1. Regular Group Convolution Recap
Recall that a standard (lifting) group convolution involves correlating an input image $f$ with a filter $k$ rotated by every possible angle $\theta \in G$:
$$ (k \star f)(x, \theta) = \int_{\mathbb{R}^2} k(\mathbf{R}_{-\theta}(\mathbf{y}-x)) f(\mathbf{y}) d\mathbf{y} $$In a standard implementation, we discretize the group (e.g., 8 orientations), rotate the kernel 8 times, and run 8 separate convolutions. This is computationally heavy and introduces interpolation artifacts.
2. The Steerable Trick
Instead of rotating the kernel pixels, we expand the kernel $k$ in our steerable basis $\Psi = (\psi_1, \dots, \psi_N)^T$ with weights $\mathbf{w}$:
$$ k(\mathbf{y}) = \sum_n w_n \psi_n(\mathbf{y}) = \mathbf{w}^T \Psi(\mathbf{y}) $$Because the basis is steerable, the rotated kernel is simply a linear combination of the same basis functions, but with steered weights:
$$ k_{\theta}(\mathbf{y}) = (\rho(\theta)\mathbf{w})^T \Psi(\mathbf{y}) $$3. The Algorithm: Implicit Rotation
We can now rewrite the group convolution operation by swapping the order of summation and integration:
$$ \begin{aligned} (k \star f)(x, \theta) &= \int (\rho(\theta)\mathbf{w})^T \Psi(\mathbf{y}-x) f(\mathbf{y}) d\mathbf{y} \\ &= (\rho(\theta)\mathbf{w})^T \left( \int \Psi(\mathbf{y}-x) f(\mathbf{y}) d\mathbf{y} \right) \\ &= \mathbf{w}_{\theta}^T (\Psi \star f)(x) \end{aligned} $$This gives us a highly efficient two-step algorithm:
- Basis Convolution: Convolve the input image $f$ with the basis functions $\Psi$. This produces a vector field of responses $\mathbf{F}(x)$.

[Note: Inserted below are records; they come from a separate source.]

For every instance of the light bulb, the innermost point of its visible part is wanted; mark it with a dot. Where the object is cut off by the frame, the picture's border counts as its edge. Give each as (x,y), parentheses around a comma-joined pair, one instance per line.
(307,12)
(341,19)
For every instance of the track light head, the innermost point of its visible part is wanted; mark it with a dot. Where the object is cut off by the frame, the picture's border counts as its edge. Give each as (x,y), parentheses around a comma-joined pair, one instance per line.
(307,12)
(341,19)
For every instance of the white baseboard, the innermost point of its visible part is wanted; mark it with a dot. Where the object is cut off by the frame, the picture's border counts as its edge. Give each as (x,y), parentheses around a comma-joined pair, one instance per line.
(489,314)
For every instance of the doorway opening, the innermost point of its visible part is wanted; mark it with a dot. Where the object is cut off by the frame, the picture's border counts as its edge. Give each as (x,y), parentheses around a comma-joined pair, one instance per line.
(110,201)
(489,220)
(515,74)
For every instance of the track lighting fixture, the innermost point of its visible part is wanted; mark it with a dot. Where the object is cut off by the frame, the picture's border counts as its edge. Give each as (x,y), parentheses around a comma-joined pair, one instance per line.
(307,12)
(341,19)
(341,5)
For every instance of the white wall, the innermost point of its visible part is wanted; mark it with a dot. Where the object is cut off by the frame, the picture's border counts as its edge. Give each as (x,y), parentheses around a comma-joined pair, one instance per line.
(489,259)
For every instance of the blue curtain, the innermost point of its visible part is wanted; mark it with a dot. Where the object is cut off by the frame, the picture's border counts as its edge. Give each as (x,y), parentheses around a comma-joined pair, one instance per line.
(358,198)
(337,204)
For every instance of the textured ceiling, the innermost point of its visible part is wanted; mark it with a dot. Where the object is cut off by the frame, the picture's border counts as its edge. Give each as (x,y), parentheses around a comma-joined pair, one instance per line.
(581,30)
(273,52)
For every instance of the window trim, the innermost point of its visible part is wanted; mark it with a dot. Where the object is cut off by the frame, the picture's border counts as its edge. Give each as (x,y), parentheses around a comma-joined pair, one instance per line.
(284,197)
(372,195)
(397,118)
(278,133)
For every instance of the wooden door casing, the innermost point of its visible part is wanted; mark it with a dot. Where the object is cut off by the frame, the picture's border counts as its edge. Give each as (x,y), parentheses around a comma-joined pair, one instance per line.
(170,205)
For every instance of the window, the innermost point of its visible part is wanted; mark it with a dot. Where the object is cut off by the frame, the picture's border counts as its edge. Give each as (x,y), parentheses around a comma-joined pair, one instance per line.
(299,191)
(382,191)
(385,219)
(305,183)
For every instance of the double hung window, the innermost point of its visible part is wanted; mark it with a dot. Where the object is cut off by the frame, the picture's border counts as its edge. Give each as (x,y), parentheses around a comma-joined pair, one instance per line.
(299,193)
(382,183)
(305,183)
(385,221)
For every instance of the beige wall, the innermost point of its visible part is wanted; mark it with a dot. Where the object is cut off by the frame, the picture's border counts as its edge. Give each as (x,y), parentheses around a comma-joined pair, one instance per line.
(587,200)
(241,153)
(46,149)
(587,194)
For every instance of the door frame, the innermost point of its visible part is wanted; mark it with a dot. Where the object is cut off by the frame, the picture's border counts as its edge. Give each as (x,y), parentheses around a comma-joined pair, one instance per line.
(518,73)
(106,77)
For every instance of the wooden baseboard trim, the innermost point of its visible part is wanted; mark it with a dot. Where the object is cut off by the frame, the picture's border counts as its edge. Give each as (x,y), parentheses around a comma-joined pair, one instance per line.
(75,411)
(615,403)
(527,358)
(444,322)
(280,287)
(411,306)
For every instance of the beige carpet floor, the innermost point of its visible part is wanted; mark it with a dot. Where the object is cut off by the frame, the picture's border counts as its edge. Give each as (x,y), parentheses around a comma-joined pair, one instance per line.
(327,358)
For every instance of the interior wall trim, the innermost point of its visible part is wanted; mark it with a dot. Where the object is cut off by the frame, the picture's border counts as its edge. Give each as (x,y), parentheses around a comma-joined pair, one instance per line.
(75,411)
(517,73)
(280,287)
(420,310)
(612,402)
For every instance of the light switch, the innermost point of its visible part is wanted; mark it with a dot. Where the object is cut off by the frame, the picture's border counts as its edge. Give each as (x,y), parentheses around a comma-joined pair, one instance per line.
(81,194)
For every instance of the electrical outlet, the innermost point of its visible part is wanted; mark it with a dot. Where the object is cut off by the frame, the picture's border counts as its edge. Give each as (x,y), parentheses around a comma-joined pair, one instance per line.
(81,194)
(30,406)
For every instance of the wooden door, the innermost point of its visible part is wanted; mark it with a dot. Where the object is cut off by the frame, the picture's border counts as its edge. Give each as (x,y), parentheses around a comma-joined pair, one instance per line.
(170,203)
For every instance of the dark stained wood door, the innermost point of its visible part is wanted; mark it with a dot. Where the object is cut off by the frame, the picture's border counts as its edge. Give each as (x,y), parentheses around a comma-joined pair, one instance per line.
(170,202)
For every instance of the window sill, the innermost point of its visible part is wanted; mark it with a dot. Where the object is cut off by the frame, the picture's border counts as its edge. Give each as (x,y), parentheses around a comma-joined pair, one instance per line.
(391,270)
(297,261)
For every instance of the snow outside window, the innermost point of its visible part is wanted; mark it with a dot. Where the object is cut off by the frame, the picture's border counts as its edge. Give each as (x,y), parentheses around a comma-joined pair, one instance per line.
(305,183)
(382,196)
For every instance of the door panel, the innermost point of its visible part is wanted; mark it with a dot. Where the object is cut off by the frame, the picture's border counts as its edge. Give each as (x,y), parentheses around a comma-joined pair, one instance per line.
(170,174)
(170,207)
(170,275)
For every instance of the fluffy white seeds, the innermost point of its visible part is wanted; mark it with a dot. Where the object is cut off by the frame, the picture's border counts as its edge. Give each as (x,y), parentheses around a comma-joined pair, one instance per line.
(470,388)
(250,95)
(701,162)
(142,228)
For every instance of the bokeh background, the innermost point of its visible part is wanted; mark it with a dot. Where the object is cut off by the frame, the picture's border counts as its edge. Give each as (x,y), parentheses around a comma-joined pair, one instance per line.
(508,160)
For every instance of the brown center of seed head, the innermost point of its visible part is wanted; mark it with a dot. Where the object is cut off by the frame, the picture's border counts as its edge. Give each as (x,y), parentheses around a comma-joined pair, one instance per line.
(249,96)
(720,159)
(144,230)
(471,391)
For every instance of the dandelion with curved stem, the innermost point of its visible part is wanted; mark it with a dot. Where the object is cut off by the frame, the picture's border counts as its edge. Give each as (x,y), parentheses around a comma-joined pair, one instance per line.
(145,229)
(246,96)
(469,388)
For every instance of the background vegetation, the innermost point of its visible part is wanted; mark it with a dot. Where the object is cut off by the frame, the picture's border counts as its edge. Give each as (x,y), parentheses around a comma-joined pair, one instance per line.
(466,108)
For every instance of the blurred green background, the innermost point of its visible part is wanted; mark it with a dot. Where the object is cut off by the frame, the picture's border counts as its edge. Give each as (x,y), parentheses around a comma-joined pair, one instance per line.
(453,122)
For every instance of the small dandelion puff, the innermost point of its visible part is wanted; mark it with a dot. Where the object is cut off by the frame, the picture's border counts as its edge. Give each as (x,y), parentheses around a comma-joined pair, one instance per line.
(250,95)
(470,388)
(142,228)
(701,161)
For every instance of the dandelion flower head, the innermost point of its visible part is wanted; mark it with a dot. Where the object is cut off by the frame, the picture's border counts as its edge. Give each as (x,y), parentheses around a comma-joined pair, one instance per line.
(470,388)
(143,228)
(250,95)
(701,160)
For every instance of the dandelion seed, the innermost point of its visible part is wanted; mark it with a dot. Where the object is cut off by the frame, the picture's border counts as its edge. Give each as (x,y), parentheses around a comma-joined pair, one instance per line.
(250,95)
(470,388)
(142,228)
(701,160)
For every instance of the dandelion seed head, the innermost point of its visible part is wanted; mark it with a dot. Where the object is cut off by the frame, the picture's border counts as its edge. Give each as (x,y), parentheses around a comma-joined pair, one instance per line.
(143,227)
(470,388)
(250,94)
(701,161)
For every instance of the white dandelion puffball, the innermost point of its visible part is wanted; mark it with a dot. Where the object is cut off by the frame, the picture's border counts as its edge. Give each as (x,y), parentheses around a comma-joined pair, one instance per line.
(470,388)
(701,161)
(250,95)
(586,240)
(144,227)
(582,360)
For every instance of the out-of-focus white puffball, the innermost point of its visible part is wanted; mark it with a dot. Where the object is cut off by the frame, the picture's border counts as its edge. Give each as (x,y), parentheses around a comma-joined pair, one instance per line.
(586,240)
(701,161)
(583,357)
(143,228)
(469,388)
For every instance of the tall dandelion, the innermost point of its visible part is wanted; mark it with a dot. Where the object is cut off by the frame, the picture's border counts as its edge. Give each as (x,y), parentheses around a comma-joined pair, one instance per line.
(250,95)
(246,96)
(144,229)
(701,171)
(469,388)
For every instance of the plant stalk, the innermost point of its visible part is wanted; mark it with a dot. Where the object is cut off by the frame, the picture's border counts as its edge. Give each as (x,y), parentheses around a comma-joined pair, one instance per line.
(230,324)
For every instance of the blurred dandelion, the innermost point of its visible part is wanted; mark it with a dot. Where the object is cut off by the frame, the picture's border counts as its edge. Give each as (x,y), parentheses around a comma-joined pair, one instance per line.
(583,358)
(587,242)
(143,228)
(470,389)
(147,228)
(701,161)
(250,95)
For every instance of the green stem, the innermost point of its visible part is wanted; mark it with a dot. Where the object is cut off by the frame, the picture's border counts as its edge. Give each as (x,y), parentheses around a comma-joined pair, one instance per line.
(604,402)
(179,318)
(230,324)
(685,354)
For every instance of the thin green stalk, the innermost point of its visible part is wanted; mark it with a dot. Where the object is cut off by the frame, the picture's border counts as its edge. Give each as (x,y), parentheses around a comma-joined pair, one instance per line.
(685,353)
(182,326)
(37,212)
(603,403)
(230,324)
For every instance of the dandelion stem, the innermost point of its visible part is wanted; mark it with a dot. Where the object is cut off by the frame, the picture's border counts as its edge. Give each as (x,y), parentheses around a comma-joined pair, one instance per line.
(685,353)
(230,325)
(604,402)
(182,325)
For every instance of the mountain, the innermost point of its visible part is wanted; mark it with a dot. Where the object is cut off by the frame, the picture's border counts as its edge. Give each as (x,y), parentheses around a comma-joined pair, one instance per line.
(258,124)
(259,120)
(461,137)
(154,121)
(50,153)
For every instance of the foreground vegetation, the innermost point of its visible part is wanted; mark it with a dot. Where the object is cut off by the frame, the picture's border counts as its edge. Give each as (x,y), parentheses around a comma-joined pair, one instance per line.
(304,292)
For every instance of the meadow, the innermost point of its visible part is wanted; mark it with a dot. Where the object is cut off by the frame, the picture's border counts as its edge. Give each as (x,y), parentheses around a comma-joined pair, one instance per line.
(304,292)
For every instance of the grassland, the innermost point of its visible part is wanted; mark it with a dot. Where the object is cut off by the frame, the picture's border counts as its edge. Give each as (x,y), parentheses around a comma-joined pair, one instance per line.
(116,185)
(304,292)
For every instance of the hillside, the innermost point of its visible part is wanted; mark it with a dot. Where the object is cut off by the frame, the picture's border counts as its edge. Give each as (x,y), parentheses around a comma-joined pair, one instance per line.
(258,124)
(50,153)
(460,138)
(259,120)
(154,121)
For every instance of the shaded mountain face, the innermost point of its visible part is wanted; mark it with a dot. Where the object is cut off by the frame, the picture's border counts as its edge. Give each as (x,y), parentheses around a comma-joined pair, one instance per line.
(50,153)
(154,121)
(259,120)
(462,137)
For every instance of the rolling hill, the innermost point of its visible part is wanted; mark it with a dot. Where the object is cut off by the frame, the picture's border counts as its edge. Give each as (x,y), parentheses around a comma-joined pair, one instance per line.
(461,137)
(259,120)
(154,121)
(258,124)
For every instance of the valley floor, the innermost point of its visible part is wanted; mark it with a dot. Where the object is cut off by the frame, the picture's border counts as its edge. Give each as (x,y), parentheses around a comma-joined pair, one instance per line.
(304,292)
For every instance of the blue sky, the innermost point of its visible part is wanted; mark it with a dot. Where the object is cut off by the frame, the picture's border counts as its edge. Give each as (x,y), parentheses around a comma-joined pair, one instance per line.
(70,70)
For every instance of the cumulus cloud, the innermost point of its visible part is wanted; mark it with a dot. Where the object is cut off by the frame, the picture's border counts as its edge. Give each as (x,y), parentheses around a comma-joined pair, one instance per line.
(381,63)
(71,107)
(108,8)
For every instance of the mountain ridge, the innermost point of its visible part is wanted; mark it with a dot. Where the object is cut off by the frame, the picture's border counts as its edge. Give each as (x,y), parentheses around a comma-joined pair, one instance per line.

- Steering (Query): To obtain the response for any rotation $\theta$, simply take the dot product of the steered weights $\mathbf{w}_\theta$ with the basis response $\mathbf{F}(x)$.
4. Vector Fields & Benefits
The intermediate result $\mathbf{F}(x)$ is a Vector Field (or Feature Field). It stores all the necessary information to reconstruct the response for any orientation. This approach has massive advantages:
- Exact Equivariance: Steering is analytical (multiplying by $\rho(\theta)$), so there are no interpolation errors.
- Continuous Groups: We are not limited to a grid of 4, 8, or 12 rotations. We can query the network response at any continuous angle.
- Memory Efficiency: We only store the basis responses, which is often much more compact than storing a full stack of rotated feature maps.